OpenAI has deployed an invisible text watermarking system across the European Union for ChatGPT and Codex coding output to meet transparency requirements under the EU AI Act. The technology, named textGrain, adjusts model word selection to create a hidden statistical pattern, though company tests show that simple editing drastically reduces detection rates.
How OpenAI textGrain System Performs Under Testing
Unlike traditional digital tagging methods, textGrain alters vocabulary selection directly within the output rather than inserting invisible Unicode characters, spaces, or custom punctuation. This design prevents users from stripping the watermark through simple text-cleansing scripts.
Detection accuracy depends heavily on response length and text modifications. OpenAI measures text in tokens, where one token equals roughly 0.75 English words. According to OpenAI test data:
- Unedited 300-word passages yielded a 92% detection rate.
- Unedited 150-word passages dropped to a 66% detection rate.
- Swapping 10% of words (1 in 10) with synonyms reduced detection on 300-word passages from 92% to 66%.
- Swapping 25% of words (1 in 4) with synonyms dropped detection accuracy to 17%.

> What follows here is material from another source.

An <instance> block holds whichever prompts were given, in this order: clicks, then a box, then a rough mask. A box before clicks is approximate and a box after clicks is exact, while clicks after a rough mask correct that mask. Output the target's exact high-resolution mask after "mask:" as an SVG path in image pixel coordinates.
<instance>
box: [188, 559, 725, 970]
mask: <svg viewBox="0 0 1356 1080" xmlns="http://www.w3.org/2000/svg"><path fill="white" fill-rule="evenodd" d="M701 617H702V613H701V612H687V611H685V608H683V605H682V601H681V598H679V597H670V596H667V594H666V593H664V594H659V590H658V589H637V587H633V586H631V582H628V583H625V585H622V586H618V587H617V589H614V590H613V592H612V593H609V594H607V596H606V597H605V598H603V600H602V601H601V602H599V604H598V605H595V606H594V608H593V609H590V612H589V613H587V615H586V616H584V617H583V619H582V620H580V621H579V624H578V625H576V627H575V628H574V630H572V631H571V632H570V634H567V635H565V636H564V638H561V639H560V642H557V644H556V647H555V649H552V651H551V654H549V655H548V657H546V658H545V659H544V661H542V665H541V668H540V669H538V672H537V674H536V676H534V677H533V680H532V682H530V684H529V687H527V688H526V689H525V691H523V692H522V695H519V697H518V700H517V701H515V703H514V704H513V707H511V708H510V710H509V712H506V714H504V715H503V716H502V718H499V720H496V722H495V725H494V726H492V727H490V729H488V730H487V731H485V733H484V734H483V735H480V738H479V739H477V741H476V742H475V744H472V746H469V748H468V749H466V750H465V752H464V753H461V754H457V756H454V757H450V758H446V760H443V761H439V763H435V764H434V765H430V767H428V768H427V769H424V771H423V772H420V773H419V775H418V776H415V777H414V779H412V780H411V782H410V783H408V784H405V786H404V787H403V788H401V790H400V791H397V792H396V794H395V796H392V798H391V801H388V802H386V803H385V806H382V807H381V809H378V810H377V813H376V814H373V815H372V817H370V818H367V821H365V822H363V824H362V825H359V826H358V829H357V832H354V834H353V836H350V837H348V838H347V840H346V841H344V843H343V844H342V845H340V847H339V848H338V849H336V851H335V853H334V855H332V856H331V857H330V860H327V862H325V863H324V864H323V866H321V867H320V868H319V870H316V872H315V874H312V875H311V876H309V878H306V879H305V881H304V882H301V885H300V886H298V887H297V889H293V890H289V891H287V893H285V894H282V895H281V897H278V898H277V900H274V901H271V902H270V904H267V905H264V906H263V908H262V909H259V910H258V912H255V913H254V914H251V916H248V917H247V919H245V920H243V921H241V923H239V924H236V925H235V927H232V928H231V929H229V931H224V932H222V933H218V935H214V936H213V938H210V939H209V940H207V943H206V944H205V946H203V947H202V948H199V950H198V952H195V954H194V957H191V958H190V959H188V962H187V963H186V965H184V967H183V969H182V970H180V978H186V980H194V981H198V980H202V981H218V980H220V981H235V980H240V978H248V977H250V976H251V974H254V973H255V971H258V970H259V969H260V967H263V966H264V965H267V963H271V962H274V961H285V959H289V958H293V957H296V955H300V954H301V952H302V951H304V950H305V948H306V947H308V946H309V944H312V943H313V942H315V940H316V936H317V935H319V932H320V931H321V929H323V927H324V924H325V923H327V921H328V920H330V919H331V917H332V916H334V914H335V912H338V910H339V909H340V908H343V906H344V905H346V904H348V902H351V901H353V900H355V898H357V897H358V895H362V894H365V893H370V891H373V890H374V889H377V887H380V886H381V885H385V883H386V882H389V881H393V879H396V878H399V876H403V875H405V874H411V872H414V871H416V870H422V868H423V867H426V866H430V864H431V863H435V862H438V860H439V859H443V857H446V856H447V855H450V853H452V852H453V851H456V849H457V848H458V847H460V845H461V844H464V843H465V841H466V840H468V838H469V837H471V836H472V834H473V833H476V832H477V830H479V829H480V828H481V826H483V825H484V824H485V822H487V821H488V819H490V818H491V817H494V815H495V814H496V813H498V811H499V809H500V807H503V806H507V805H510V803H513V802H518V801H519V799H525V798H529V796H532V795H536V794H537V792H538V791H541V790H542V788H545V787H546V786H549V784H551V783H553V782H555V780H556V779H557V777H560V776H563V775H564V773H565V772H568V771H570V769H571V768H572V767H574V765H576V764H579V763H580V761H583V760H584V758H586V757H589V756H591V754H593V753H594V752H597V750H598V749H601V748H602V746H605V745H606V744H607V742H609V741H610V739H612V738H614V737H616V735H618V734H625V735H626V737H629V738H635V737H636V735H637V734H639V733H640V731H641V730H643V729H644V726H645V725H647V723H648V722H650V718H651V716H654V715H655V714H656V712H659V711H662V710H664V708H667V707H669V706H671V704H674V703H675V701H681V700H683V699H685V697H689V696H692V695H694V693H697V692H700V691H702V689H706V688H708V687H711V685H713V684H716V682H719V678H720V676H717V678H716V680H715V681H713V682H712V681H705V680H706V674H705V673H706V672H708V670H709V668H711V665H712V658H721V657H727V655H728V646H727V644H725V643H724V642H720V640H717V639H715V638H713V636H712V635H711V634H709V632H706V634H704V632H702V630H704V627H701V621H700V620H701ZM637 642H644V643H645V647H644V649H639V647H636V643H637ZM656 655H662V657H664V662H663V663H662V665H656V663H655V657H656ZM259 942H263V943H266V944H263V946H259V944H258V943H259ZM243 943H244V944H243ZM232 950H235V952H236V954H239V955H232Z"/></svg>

Despite embedding statistical shifts into generated text, OpenAI noted that textGrain had almost no impact on benchmark evaluation scores for its frontier model, GPT-6 Astra.

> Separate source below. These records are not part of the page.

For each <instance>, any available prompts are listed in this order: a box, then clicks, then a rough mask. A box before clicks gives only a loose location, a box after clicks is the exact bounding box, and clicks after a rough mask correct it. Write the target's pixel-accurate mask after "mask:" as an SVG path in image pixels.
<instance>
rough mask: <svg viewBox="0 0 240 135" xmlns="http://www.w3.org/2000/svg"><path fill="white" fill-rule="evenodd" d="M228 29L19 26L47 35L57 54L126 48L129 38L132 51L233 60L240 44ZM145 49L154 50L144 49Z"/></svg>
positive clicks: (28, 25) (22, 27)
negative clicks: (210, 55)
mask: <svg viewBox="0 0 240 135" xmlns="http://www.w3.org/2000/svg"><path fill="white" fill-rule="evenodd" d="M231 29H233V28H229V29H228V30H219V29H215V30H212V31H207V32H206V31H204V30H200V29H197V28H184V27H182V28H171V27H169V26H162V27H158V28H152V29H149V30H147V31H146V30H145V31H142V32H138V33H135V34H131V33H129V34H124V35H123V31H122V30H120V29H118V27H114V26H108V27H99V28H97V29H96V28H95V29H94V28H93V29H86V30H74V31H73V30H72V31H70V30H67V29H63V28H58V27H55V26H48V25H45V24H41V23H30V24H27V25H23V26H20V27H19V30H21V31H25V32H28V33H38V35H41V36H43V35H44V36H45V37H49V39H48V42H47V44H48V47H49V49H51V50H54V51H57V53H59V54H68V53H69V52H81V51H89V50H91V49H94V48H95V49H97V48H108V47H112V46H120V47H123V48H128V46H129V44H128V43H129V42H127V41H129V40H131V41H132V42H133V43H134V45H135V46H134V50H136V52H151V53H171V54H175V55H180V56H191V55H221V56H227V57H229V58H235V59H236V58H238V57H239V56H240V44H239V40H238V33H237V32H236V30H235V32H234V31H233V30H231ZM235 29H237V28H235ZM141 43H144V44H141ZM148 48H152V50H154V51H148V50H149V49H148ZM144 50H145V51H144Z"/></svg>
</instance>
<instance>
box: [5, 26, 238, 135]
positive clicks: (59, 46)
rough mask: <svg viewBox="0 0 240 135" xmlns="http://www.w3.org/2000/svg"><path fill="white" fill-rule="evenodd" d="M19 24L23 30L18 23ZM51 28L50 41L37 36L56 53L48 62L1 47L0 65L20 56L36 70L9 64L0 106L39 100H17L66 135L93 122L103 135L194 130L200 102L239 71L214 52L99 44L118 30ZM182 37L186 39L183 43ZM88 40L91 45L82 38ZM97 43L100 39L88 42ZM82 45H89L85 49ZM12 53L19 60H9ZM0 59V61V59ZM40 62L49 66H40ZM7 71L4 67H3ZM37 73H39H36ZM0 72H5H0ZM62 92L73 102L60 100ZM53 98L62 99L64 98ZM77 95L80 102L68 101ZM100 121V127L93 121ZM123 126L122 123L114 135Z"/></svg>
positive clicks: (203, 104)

Limited Access and Global Opt-In Settings
OpenAI is restricting access to its detection tool rather than making it public. The company is taking applications exclusively from approved researchers and specialized organizations. OpenAI explained that a positive test result does not identify the specific user, prompt, or account, while a negative result fails to prove human authorship because translated, short, or edited text easily bypasses detection.
By contrast, OpenAI relies on the SynthID framework for image and audio media, which allows the public to verify file origins through an online tool. While textGrain is mandatory within the EU to comply with enforcement rules that began in August, it remains disabled by default for users outside Europe. However, global API subscribers can manually enable the feature across organization and project settings.
The regulatory pressure comes as criminal adoption of AI tools grew 40% year-on-year, according to research from TRM Labs. As regulatory bodies press for stricter oversight, agencies like the IRS have already signaled that automated finance requires AI-driven regulatory supervision.
Why It Matters
The gap between regulatory requirements and technical capabilities presents a central challenge for AI compliance. While the EU AI Act mandates machine-readable identification for generated content, OpenAI's internal figures confirm that basic editing easily neutralizes text watermarks. Until detection tools achieve higher resilience against simple modifications, financial institutions and compliance teams cannot rely solely on watermarking systems to detect synthetic text or code.